Abstract

The proteasome is a large, multi-subunit protein complex essential for degrading unneeded, misfolded or damaged proteins in eukaryotic cells. Mutations in its subunits are linked to many human diseases. How these mutations affect proteasome function remains unclear, so scientists have begun developing a budding yeast (Saccharomyces cerevisiae) model with a fully humanized proteasome to accommodate detailed study.
To date, up to 6 of 7 alpha subunits in the 20S core of the proteasome can be humanized together, all except the α5 subunit, preventing complete humanization of alpha ring in S. cerevisiae. This suggests that yeast chaperones responsible for assembling the 20S proteosome complex may be incompatible with some human subunits (e.g. α5). Thus, to achieve my aim of completely humanizing the alpha ring, I created a set of genetically engineered yeast strains expressing orthologous human chaperones and investigated whether they improved proteasome humanization in yeast.

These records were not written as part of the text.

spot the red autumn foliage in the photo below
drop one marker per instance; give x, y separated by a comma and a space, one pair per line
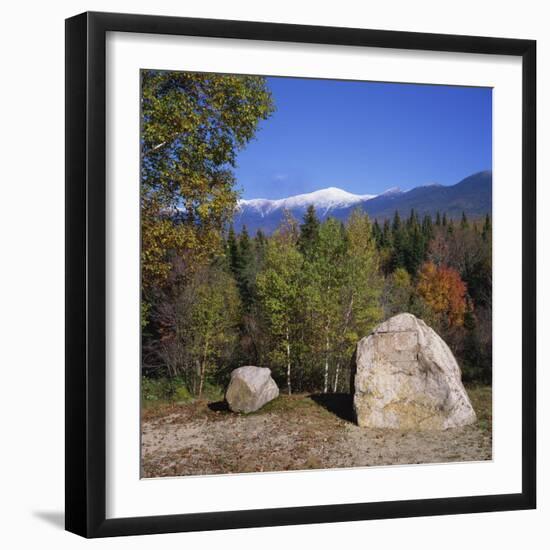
444, 292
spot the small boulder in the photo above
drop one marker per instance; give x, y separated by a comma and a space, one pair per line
250, 389
407, 378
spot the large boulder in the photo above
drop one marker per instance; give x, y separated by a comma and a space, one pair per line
407, 378
250, 389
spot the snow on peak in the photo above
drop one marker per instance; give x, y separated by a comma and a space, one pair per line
392, 191
322, 199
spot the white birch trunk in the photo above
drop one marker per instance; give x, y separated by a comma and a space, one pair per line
288, 383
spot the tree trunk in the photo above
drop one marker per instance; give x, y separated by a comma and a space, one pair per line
327, 347
288, 383
203, 367
335, 386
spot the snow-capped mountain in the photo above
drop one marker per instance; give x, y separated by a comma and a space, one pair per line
324, 200
473, 195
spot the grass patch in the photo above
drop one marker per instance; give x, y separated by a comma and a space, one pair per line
481, 397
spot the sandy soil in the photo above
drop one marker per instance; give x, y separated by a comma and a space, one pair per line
295, 433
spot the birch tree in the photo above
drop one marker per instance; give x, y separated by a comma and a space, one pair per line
278, 288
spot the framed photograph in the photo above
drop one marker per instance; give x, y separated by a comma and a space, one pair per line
300, 274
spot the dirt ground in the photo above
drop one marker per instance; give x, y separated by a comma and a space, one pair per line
296, 433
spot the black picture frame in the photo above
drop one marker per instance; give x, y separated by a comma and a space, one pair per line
86, 274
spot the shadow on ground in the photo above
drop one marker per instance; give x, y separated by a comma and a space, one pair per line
340, 404
218, 406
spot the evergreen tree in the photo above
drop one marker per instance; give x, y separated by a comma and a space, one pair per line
245, 269
309, 231
233, 252
464, 221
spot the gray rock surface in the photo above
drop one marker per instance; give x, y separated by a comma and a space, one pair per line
407, 378
250, 389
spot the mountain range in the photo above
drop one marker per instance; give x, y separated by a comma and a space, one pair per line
472, 195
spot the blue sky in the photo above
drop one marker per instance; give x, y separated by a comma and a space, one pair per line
365, 137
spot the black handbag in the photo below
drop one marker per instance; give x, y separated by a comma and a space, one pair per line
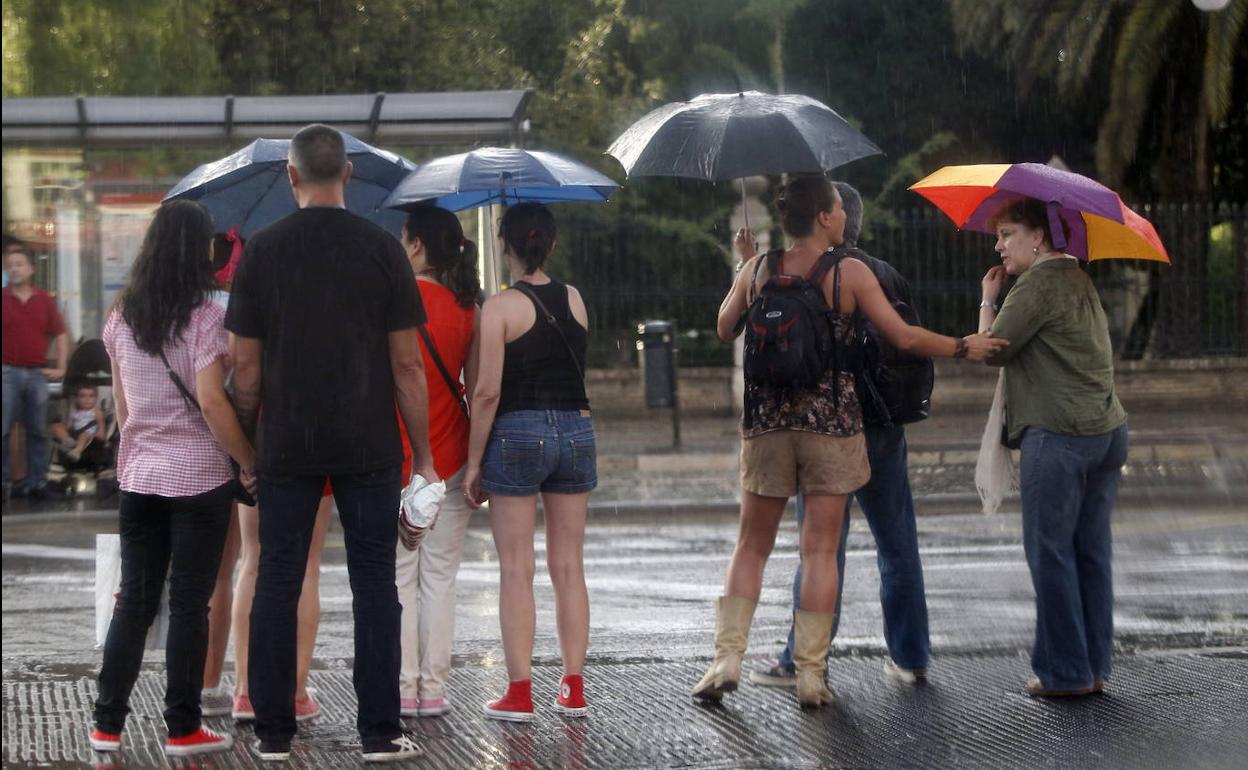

Results show that human chaperones do not complement phenotypes associated with deleting their yeast orthologs, suggesting they may be incapable of yeast proteosome assembly. Moreover, negative genetic interactions observed between human chaperones and human α5 or β2 subunits suggest these subunits may disrupt yeast 20S assembly. Human chaperone expression failed to permit humanization of α5 in strains harboring partially humanized alpha rings, suggesting that incompatible interactions involving assembly chaperones are not likely responsible for incomplete alpha ring humanization in yeast.
In conclusion, expressing human chaperones in S. cerevisiae failed to overcome barriers preventing complete proteasome humanization, but provided several insights to direct future studies focused on developing this model to study proteasome related diseases.